Подходило лето, сезон доживал дни.
Однажды перед репетицией Мейерхольд обратился ко мне:
– У вас, Васильковский, кто-то умер?
– Никто.
– Да мы сами видели, как вы заходили в похоронное бюро.
Сквозь слезы стыда еле вымолвил:
– Это я в гости заходил.
Актеры хохотали:
– Ну, и гости. Благодарим покорно. Да тут и мимо-то ходить страшно. Брось, Васильковский, этих гостей, пока они тебя не сцапали по-мертвецки.
С этой минуты я входил домой, осторожно озираясь – не видят ли актеры.
Сезон кончился.
Я получил расчет сполна и с радостью навсегда распрощался с театром.
Актер Васильковский великолепно «тихо в бозе скончался», бесповоротно умер.
Театр и зрители от этой «тяжелой утраты» – выиграли. Безусловно.

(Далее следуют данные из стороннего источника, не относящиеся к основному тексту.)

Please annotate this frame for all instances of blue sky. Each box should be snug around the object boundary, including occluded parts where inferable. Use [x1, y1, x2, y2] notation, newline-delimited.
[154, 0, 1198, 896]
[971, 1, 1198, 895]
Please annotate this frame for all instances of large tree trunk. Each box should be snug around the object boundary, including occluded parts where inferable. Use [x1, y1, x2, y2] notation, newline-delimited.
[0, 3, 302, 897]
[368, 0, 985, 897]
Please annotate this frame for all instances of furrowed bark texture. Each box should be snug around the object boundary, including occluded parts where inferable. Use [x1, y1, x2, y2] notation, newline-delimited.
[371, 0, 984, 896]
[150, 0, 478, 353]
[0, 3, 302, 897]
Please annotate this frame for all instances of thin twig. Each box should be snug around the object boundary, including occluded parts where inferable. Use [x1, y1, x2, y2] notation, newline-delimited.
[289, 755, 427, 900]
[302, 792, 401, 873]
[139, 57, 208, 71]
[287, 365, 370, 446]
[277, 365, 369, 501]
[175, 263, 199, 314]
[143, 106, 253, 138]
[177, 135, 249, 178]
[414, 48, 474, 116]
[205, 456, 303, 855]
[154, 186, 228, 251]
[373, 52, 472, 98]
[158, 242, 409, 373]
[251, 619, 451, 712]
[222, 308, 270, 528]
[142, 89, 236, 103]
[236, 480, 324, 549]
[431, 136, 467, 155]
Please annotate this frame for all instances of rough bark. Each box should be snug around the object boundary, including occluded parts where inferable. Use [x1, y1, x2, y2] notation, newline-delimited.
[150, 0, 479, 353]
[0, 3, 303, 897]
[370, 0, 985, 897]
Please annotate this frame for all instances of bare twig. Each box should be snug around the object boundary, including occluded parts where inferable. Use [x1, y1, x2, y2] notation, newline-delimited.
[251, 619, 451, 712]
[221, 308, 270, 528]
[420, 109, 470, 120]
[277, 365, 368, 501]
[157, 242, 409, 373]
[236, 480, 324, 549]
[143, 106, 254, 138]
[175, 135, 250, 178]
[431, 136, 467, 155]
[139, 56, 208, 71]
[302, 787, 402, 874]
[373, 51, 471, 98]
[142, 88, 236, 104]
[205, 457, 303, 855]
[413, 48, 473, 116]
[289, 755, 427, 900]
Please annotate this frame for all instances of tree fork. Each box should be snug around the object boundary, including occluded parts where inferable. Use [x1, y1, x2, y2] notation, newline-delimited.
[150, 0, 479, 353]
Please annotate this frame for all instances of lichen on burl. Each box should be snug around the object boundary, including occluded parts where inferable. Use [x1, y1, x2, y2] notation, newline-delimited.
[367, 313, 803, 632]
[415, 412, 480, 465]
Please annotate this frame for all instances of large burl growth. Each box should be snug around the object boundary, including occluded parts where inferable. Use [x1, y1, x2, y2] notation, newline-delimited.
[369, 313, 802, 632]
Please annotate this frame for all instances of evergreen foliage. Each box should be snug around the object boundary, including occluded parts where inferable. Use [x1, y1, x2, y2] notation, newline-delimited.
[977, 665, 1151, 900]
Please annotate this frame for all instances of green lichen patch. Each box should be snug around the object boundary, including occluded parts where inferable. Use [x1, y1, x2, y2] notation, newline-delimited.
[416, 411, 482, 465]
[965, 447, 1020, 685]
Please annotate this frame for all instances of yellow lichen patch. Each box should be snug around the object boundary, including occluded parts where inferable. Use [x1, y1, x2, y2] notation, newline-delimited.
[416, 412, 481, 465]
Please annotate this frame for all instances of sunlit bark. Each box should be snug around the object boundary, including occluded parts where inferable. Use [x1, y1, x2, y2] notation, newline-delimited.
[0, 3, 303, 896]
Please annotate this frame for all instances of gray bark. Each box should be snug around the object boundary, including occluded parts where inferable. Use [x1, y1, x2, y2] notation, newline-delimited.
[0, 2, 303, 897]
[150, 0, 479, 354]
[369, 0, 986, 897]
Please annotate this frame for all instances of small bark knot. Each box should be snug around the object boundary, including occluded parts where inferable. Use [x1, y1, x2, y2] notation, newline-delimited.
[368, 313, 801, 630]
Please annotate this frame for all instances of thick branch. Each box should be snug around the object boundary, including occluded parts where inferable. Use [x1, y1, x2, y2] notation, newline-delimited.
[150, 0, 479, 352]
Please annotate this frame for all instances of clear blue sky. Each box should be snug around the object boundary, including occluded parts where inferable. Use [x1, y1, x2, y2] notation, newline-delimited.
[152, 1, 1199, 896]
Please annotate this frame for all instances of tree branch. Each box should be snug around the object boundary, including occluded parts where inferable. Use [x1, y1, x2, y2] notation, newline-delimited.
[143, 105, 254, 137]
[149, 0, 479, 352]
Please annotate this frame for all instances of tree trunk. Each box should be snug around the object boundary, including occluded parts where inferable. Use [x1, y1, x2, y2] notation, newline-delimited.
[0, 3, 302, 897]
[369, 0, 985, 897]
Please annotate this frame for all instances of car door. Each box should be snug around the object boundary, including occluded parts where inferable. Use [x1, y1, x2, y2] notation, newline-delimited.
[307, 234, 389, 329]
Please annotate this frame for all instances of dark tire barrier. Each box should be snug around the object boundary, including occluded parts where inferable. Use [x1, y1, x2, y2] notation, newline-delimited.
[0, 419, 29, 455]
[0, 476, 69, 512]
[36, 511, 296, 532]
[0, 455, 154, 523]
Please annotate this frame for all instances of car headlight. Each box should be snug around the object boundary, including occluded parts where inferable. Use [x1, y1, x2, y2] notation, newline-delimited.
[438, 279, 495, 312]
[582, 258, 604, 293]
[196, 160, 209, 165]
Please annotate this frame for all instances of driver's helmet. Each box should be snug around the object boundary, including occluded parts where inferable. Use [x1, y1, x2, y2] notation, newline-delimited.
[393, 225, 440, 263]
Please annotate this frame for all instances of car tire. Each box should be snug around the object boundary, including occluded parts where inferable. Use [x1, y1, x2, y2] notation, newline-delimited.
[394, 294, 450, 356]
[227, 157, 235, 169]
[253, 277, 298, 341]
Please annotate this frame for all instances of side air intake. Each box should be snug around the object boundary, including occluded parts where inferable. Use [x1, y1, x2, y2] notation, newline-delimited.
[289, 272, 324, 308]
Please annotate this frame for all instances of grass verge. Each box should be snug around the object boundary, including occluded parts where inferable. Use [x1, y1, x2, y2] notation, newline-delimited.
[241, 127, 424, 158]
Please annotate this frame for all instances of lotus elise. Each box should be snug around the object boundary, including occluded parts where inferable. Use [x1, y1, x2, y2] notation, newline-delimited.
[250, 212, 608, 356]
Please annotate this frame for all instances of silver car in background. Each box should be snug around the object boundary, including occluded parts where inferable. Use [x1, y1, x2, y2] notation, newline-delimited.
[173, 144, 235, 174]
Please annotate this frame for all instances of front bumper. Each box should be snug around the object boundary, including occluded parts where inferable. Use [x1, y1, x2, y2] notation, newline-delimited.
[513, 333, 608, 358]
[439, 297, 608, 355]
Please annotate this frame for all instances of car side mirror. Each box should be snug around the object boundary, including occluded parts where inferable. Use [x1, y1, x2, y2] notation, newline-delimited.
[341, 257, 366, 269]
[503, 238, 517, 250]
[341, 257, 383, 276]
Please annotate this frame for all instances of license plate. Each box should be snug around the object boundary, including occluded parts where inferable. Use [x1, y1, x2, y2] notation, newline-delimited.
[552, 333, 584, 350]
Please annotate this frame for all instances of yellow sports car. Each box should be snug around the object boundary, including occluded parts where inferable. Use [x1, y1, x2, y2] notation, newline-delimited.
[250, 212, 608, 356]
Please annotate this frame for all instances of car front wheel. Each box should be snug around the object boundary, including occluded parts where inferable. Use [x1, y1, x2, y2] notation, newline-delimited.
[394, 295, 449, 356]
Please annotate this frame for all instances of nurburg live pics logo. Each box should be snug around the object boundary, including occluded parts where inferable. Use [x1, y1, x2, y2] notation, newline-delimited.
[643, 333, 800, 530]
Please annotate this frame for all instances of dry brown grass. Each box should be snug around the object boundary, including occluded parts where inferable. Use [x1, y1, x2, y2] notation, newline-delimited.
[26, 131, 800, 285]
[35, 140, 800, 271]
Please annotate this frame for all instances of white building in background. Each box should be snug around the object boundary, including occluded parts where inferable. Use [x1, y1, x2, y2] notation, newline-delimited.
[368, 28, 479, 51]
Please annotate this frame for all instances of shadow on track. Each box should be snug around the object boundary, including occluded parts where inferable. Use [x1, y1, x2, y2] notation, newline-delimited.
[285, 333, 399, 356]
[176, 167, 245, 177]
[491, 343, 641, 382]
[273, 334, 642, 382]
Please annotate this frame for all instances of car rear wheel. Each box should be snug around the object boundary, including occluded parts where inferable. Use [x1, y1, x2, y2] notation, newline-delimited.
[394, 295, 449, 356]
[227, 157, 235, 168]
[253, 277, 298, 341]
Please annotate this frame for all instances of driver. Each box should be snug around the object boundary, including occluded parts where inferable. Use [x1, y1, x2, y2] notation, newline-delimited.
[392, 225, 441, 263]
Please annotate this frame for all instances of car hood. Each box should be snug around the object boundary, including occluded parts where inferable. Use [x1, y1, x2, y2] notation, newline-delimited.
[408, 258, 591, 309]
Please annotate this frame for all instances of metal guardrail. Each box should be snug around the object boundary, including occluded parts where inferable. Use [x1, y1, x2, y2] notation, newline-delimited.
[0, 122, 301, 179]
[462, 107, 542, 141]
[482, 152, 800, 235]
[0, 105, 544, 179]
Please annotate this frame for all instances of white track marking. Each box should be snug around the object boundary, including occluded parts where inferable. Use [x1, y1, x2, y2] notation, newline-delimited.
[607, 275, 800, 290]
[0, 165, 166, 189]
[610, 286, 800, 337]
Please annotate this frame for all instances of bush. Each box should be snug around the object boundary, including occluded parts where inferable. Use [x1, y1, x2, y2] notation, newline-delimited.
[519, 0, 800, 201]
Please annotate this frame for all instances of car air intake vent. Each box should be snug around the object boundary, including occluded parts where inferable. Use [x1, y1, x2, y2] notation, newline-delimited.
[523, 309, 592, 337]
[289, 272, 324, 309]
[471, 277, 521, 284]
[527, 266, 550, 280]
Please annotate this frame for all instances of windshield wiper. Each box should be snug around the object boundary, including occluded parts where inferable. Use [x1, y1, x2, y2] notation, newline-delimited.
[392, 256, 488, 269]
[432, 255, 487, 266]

Теперь решил так: поеду домой, в Пермь, на Каму – там привольно бегают пароходы, там в густых лесах поют птицы, там осталось покинутое гнездо.
Туда и тянуло нестерпимо, чтобы на Каме собрать свои мысли, наблюдения, опыт скитаний, познанья о людях и городах и там обдумать, как быть более полезным для живущих в бедности непроглядных будней.
Захотелось снова увидеть товарищей из редакции «Пермского края», побывать опять в кружке Матвеевых, где жили интересами революционной подпольной работы.
Прежде мало знал жизнь, мало ценил общее дело борьбы, мало верил в силы свои, – теперь, многое испытавший, перевидевший, выросший, прозревший, с неодолимым порывом рвался к иной были.
Неизменно-жизнерадостный, всегда смеющийся, деятельный, опытный марксист-подпольщик П. А. Матвеев, только что освобожденный из тюрьмы, с восторгом встретил мое возвращение и немедленно помог устроиться таксировщиком в товарную контору железной дороги Нижне-Тагильского завода.
Уральский центр чугуна, медной руды, золота и платины, громаднейший старинный демидовский завод, лесные горы, шахты, рабочие, служащие, товарная контора, пыль, дым, трубы, домны, деревянные низкие дома, – вот где я находился теперь, таксируя дубликаты накладных с 6-ти часов утра до 6-ти вечера, с часовым перерывом на обед.
И я торжествовал..
Но не от каторжного труда ликовало сердце, а от двух причин.
Во-первых, в екатеринбургской газете «Урал» печатались на самом видном месте мои стихи, отточенные гражданским сознанием, а во-вторых, – я вел активную подпольную работу среди рабочих завода и железнодорожных мастерских.